TemStaPro: protein thermostability prediction using sequence representations from protein language models

Ieva Pudžiuvelytė,Kliment Olechnovič,Egle Godliauskaite,Kristupas Sermokas,Tomas Urbaitis,Giedrius Gasiunas,Darius Kazlauskas
DOI: https://doi.org/10.1093/bioinformatics/btae157
IF: 5.8
2024-03-20
Bioinformatics
Abstract:Abstract Motivation Reliable prediction of protein thermostability from its sequence is valuable for both academic and industrial research. This prediction problem can be tackled using machine learning and by taking advantage of the recent blossoming of deep learning methods for sequence analysis. These methods can facilitate training on more data and, possibly, enable development of more versatile thermostability predictors for multiple ranges of temperatures. Results We applied the principle of transfer learning to predict protein thermostability using embeddings generated by protein language models (pLMs) from an input protein sequence. We used large pLMs that were pre-trained on hundreds of millions of known sequences. The embeddings from such models allowed us to efficiently train and validate a high-performing prediction method using over one million sequences that we collected from organisms with annotated growth temperatures. Our method, TemStaPro (Temperatures of Stability for Proteins), was used to predict thermostability of CRISPR-Cas Class II effector proteins (C2EPs). Predictions indicated sharp differences among groups of C2EPs in terms of thermostability and were largely in tune with previously published and our newly obtained experimental data. Availability and Implementation TemStaPro software and the related data are freely available from https://github.com/ievapudz/TemStaPro and https://doi.org/10.5281/zenodo.7743637.

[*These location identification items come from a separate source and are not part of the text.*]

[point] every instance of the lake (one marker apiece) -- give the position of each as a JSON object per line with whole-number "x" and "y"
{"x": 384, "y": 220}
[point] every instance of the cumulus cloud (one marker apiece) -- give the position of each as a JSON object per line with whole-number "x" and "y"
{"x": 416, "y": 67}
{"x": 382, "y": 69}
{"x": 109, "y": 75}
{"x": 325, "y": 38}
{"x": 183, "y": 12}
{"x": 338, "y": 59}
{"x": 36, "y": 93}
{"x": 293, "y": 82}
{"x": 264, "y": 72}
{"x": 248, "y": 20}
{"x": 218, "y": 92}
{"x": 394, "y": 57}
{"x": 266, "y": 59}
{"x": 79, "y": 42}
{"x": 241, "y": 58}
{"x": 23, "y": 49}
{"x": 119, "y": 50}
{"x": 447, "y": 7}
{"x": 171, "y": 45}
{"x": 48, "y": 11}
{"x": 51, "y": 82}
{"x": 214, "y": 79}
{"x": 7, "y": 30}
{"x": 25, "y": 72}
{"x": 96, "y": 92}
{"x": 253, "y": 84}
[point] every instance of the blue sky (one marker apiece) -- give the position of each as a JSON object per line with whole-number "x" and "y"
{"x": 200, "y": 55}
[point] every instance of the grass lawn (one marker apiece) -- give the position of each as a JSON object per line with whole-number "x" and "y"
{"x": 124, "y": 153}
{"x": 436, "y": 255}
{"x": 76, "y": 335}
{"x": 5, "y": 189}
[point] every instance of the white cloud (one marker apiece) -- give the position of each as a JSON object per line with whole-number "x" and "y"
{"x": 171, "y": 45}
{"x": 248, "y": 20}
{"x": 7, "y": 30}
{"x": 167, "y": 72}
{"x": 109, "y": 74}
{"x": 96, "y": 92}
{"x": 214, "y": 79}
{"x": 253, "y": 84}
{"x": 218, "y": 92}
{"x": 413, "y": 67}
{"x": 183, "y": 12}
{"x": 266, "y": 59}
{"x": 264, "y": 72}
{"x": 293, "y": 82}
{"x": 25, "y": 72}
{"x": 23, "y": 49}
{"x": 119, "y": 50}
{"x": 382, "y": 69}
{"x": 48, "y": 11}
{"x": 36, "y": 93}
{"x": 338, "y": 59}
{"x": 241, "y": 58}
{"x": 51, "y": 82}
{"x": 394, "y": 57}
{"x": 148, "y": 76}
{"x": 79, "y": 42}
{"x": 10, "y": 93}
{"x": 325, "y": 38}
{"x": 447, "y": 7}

biochemical research methods,biotechnology & applied microbiology,mathematical & computational biology
What problem does this paper attempt to address?
The paper aims to address the problem of predicting protein thermal stability, specifically by developing a computational tool that can efficiently predict thermal stability from protein sequences. The proposed method, called TemStaPro (Temperature of Stability for Proteins), utilizes sequence embeddings generated by protein language models (pLMs) for transfer learning. This approach allows for the training of high-performance predictive models on large-scale datasets. Main contributions include: 1. **Large-scale dataset construction**: The authors collected over 1 million protein sequences from organisms with known optimal growth temperatures and used them to train, validate, and test multiple binary classifiers that predict against different temperature thresholds. 2. **Utilization of protein language models**: By using embeddings generated by pre-trained large protein language models (such as ESM and ProtTrans ProtT5-XL) to represent the input protein sequences. 3. **Comprehensive prediction method**: Developed a software tool, TemStaPro, which combines multiple binary classifiers to predict protein stability at various temperature thresholds and checks for inconsistencies among these predictions. 4. **Performance evaluation**: Demonstrated the effectiveness and superiority of TemStaPro by predicting the thermal stability of proteins such as CRISPR-Cas Class II effector proteins (C2EPs) and comparing it with other methods on existing benchmark datasets like SAPPHIRE and iThermo. In summary, this study significantly enhances predictive capabilities by introducing a large-scale thermal stability prediction method based on protein language models, providing a valuable tool for both academia and industry.